Veinte siglos de vida le confieren a cualquiera mucho conocimiento sobre la naturaleza del ser humano. Elogiosos ante la ingente labor desempeñada por el personal sanitario, contemplamos a esas personas del mismo modo que antaño (y aun hogaño) muchos entienden las misiones de la Iglesia, salvo que la caridad cristina se ha transformado en solidaridad al estilo ONG.  La persuasión de la iglesia cristiana nace en su enorme capacidad de inspirar gestos asombrosos, lejanos a lo que es normal en el siempre egoísta comportamiento humano: el bien para los amigos y el mal para los enemigos, antes fuertes que débiles, mejor ricos que pobres. Los cristianos no solo dicen lo contrario, sino que también hacen lo contrario.

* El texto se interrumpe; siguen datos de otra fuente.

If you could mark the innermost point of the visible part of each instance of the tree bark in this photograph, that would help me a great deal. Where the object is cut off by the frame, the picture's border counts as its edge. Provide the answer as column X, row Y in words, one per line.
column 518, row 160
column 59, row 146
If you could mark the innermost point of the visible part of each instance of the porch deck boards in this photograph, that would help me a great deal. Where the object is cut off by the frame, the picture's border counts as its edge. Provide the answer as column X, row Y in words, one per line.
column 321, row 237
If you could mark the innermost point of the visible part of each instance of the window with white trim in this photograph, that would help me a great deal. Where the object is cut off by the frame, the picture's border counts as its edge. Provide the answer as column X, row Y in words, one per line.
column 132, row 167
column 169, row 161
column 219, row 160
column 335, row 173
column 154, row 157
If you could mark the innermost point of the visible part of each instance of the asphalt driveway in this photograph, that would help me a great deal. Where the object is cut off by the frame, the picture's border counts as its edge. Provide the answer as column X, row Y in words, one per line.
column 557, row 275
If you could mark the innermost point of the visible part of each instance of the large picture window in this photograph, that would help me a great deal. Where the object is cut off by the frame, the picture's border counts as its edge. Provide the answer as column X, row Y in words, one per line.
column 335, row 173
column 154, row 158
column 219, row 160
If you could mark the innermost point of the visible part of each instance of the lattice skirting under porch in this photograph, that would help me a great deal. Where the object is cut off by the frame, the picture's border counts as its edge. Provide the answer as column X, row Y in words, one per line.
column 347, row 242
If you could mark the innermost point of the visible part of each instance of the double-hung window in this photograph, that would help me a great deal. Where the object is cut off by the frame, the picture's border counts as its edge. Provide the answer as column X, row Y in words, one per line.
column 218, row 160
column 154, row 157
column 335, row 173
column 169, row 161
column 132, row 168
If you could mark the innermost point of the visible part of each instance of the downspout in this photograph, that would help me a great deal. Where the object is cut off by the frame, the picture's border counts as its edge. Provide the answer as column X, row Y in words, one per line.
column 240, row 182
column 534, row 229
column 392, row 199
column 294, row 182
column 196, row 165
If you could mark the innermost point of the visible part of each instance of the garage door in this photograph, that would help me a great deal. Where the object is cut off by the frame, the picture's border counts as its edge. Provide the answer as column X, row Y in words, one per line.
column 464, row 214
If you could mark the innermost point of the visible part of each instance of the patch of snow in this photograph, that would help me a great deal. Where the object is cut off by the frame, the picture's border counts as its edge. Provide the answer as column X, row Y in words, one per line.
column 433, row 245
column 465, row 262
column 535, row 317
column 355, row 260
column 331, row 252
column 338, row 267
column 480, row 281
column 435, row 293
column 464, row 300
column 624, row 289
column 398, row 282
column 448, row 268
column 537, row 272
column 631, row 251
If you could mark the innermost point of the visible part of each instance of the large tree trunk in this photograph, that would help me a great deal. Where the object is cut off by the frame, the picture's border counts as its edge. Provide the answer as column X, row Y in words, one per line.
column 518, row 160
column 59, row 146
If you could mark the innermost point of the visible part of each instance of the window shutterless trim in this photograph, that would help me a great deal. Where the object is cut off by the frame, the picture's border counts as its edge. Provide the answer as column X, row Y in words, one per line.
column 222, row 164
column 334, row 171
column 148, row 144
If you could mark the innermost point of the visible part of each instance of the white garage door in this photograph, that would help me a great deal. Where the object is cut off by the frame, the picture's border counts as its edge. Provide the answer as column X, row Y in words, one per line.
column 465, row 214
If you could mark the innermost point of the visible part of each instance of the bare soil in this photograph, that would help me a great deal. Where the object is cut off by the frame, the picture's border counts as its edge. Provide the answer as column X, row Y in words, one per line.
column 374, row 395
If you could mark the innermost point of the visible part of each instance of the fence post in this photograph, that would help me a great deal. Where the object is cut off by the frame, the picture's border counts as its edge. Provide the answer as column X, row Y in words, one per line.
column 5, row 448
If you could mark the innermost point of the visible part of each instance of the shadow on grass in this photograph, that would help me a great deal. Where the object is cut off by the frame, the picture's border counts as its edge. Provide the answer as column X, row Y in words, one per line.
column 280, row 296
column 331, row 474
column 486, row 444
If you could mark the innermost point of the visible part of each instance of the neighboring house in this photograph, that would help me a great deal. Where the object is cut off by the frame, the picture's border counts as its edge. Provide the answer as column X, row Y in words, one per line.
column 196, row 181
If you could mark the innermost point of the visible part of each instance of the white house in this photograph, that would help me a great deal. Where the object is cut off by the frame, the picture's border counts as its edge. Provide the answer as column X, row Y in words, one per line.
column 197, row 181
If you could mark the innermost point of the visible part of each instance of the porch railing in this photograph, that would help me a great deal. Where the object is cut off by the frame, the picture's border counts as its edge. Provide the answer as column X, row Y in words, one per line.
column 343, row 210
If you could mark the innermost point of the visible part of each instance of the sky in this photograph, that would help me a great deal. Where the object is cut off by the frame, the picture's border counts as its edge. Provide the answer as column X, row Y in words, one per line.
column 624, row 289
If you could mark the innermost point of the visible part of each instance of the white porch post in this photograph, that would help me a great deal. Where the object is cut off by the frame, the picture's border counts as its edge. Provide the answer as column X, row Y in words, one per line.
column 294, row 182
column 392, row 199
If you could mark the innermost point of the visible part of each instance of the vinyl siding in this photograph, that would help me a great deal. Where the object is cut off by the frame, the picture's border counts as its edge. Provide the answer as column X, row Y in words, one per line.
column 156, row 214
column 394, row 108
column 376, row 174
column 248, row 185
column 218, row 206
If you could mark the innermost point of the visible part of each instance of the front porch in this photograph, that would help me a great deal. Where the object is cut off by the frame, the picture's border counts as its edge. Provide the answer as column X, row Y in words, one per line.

Esa conducta proporciona alegría, fuerza, intensidad vital y de repente surge el deseo de hacer lo mismo. 



Conclusión:

El comportamiento del individuo en este confinamiento se sostiene en su capacidad de empatizar y defender a aquellos que, sin filosofías ni teodiceas de por miedo, miden a diario sus miedos y su vulnerabilidad al atender a personas enfermas cuyas vidas dependen de la fuerza que sepan atesorar. Podríamos argüir que viven frente al dolor sin necesidad de dialéctica extraña ni equilibrios budistas, sin amargura ni desesperación. Solo con el convencimiento de que la razón y el humanismo y la bondad es lo que impulsa su esfuerzo diario. De nuevo, Dios no necesita manifestarse en primera o segunda o tercera persona. Su gran victoria.